Moreover, the number of reflecting surfaces might be different from the number of light sources, one reflective surface can be calculated for back-reflecting the light emitted by two or more LEDs so as to have a final acceptable color mixing.

In a particular embodiment, Ll L2 and L3 can represent respective parallel lines of LEDs which extend perpendicularly to XX-axis, and the reflective surfaces Sl, S2, S3 are calculated not for being of revolution but for being extended along respective lines parallel to Ll, L2, L3 lines: the reflected light is thus spread on longer surface.

Claims

1. A light emitting device, comprising:

- a light source assembly (1) emitting at least two distinct wavelengths or ranges of wavelengths, and

- a reflector assembly (2) comprising at least two reflective surfaces (Sl, S2, S3) facing the light source assembly (1), each reflective surface being capable of selectively back-reflecting some of said wavelengths or ranges of wavelengths and to transmit the non reflected wavelengths, wherein the light source assembly (1) is located at one side of the light emitting device and the reflector assembly (2) at another side.

2. The light emitting device according to claim 1, wherein the reflector assembly (2) is arranged and positioned such that the wavelengths or ranges of wavelengths back-reflected by the corresponding reflective surfaces (Sl, S2, S3) are mixed along a light path (XX).

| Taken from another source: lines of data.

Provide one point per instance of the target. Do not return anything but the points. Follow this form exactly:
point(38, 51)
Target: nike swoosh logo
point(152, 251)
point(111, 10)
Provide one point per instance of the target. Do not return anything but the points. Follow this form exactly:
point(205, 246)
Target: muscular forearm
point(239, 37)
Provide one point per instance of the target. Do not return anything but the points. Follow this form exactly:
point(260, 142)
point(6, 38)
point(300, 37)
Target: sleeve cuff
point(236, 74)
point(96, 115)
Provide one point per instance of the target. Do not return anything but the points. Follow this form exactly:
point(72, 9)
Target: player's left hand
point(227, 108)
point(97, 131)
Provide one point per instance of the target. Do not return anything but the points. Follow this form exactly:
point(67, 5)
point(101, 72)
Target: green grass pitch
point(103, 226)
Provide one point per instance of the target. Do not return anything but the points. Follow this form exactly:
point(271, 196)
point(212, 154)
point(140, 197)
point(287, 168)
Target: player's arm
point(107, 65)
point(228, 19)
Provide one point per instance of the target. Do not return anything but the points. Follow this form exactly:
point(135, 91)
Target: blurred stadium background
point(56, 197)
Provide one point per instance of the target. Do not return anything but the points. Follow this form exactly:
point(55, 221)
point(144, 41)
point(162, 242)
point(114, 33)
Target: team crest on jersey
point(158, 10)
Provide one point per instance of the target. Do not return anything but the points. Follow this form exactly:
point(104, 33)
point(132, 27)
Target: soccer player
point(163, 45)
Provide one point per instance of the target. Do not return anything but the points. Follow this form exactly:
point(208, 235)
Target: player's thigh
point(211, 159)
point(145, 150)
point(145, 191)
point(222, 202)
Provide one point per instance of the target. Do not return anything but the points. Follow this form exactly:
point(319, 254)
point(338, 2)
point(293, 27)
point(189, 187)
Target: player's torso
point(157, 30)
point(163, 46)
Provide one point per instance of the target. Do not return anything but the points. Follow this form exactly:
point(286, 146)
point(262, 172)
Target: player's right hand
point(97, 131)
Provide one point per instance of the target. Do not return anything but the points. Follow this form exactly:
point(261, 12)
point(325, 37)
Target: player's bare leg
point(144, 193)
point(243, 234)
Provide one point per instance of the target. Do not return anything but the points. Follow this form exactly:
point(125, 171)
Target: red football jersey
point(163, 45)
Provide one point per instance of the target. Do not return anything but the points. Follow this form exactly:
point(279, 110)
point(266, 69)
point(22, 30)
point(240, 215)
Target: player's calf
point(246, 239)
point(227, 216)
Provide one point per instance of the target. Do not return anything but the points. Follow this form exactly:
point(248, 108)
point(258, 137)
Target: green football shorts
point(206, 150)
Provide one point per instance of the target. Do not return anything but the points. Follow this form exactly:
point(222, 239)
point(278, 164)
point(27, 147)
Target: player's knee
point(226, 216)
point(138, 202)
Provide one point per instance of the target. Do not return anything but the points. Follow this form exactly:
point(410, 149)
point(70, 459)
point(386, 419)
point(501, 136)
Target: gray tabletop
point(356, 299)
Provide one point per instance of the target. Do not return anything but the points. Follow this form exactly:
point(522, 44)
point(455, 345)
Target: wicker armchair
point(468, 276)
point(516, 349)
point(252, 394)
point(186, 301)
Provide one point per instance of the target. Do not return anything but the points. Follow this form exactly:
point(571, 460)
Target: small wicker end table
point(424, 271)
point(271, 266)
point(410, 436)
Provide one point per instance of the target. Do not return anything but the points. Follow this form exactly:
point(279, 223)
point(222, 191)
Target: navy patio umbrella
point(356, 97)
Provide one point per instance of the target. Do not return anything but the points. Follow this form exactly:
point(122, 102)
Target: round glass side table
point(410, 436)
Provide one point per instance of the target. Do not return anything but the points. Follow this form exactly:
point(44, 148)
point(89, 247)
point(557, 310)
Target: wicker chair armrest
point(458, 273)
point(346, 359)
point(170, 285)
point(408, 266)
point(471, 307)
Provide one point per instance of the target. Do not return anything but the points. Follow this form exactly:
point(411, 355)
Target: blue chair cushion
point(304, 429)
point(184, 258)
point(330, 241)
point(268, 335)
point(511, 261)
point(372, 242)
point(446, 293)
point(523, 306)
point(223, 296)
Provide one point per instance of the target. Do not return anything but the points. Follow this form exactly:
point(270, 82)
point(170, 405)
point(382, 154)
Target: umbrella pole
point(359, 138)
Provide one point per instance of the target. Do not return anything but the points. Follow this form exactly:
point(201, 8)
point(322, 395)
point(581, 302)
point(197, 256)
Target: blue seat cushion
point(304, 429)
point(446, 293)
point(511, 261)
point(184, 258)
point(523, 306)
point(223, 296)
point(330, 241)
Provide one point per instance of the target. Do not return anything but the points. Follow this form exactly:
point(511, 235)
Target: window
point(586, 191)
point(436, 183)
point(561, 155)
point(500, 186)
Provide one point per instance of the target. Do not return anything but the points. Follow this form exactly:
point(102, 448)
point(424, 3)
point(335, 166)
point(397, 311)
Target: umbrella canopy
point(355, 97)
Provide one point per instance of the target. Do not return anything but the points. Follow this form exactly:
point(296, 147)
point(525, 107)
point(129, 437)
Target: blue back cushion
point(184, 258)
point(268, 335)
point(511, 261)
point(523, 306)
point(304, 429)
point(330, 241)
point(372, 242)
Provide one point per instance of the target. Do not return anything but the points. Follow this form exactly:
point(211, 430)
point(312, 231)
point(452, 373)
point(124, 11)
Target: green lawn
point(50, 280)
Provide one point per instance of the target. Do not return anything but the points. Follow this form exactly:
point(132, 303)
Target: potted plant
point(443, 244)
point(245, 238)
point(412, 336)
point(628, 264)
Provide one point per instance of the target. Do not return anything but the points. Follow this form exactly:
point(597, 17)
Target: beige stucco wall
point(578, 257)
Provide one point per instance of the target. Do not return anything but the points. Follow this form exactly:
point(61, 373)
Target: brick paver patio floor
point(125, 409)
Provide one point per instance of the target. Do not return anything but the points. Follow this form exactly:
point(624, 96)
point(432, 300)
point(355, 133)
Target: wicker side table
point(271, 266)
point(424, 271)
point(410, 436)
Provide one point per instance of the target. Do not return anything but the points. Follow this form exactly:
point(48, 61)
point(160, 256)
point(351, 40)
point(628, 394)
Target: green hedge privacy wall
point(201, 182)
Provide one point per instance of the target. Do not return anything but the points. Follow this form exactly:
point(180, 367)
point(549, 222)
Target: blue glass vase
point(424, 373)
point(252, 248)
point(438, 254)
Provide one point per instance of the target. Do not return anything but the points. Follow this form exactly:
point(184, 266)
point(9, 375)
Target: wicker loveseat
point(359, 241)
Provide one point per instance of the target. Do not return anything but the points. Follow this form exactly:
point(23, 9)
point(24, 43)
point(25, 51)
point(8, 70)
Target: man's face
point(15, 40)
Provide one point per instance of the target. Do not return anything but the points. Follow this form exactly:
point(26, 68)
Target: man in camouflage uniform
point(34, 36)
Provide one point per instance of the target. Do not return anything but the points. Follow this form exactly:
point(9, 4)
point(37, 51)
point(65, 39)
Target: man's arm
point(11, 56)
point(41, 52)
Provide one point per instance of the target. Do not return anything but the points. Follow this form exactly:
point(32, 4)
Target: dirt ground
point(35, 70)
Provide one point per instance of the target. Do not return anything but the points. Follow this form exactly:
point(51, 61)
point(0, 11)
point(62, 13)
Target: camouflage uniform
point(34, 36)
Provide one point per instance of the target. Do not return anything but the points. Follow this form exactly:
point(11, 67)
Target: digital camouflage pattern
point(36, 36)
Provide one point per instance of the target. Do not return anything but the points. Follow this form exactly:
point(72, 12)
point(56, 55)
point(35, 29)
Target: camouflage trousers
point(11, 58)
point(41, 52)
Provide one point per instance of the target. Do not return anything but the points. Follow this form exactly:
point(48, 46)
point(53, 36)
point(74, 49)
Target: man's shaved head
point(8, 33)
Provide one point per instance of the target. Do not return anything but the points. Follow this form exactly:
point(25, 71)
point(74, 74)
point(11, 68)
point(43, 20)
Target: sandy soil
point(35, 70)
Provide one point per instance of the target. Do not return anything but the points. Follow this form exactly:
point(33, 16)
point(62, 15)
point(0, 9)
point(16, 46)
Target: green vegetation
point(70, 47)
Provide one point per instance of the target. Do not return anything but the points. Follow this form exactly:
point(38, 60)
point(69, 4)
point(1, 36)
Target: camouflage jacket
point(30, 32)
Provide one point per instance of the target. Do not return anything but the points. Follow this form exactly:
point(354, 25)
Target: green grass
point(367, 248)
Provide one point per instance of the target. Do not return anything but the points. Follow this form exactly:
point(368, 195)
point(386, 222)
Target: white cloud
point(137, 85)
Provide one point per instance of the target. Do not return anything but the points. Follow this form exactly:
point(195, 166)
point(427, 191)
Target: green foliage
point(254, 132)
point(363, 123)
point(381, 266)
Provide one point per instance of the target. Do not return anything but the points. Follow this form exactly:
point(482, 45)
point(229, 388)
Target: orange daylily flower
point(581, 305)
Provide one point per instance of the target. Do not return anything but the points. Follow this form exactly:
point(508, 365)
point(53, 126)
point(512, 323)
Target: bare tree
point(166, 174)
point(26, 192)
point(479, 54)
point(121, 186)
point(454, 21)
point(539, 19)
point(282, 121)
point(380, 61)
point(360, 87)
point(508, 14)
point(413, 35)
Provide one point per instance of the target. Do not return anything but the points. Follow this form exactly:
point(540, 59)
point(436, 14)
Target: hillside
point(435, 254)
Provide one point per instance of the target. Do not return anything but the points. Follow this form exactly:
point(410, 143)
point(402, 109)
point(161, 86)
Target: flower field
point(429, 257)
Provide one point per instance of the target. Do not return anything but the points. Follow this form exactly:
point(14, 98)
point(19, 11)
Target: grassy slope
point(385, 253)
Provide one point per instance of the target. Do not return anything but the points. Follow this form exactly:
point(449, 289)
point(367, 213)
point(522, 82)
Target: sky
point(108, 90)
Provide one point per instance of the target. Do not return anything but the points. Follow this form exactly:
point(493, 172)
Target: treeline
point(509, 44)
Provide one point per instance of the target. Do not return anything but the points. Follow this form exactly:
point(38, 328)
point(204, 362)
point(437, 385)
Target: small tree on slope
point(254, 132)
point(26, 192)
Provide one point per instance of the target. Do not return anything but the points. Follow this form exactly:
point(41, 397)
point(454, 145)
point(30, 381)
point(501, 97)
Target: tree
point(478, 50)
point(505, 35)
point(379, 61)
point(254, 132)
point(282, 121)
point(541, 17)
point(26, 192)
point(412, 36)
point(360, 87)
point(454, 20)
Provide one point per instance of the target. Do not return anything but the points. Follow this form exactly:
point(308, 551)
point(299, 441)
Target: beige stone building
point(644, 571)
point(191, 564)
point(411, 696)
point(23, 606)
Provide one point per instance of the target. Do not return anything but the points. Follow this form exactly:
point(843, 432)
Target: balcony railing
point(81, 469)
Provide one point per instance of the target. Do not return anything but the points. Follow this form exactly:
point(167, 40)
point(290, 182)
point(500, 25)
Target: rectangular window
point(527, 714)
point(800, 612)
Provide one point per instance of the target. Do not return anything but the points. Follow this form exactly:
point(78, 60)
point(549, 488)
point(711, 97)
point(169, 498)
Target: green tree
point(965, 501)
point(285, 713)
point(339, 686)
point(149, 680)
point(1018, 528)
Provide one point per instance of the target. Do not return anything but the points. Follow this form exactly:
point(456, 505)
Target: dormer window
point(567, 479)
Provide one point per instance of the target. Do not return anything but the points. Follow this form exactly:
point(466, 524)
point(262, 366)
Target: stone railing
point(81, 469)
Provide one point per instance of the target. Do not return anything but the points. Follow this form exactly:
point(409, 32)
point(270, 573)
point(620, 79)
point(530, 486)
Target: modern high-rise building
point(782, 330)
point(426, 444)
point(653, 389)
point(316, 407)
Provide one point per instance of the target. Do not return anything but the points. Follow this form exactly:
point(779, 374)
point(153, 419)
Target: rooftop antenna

3. The light emitting device according to claim 1, wherein the beam is collimated.

4. The light emitting device according to claim 1, wherein the light source assembly (1) comprises at least two LEDs (Light Emitting Devices).

5. The light emitting device according to claim 4, wherein the LEDs are located on a single cooling system (3).

6. The light emitting device according to claim 2, wherein the reflective surfaces are disposed successively along the light path (XX).

7. The light emitting device according to claim 1, wherein: o the light source assembly (1) comprises at least two light sources (designated as Lk where k = l :n with n > 2) emitting respective wavelengths λk or ranges of wavelengths Δλk; o the reflective surfaces (designated as Sk' where k' = l :m with m > 2) of the reflector assembly (2) are disposed successively (from k'=l to k'=m) along the light path, each reflective surface Sk' reflecting at least one wavelength λk or one range of wavelength Δλk and transmitting wavelengths λ(k+l :n) or range of wavelengths Δλ(k+l :n) corresponding to the wavelengths back-reflected by reflective surfaces S(k'+1 :m).

8. The light emitting device according to claim 1, wherein the light assembly (1) comprises a number of light sources equal to the number of reflective surfaces.

9. The light emitting device according to claim 1, wherein two of said reflective surfaces are provided on each side of a single substrate, such as for example a lens (6).

10. The light emitting device according to claim 9, wherein the substrate is made of a dielectric material.

11. The light emitting device according to claim 1, wherein the light source assembly comprises Lambertian light sources emitting towards the half-space of the reflector assembly (2).

12. The light emitting device according to claim 2, wherein the light source assembly (1) comprises a plurality of light sources aligned on a line perpendicular to the light path

(XX).

13. The light emitting device according to claim 2, wherein the light source assembly (1) comprises light sources aligned on a line not perpendicular to the light path (XX).

14. The light emitting device according to claim 1, wherein the light source assembly (1) comprises three light sources emitting respectively red, green and blue.

15. The light emitting device according to claim 1, wherein the light source assembly (1) comprises at least two parallel lines of light sources and at least two parallel reflective surfaces extending in directions parallel to the lines of light sources.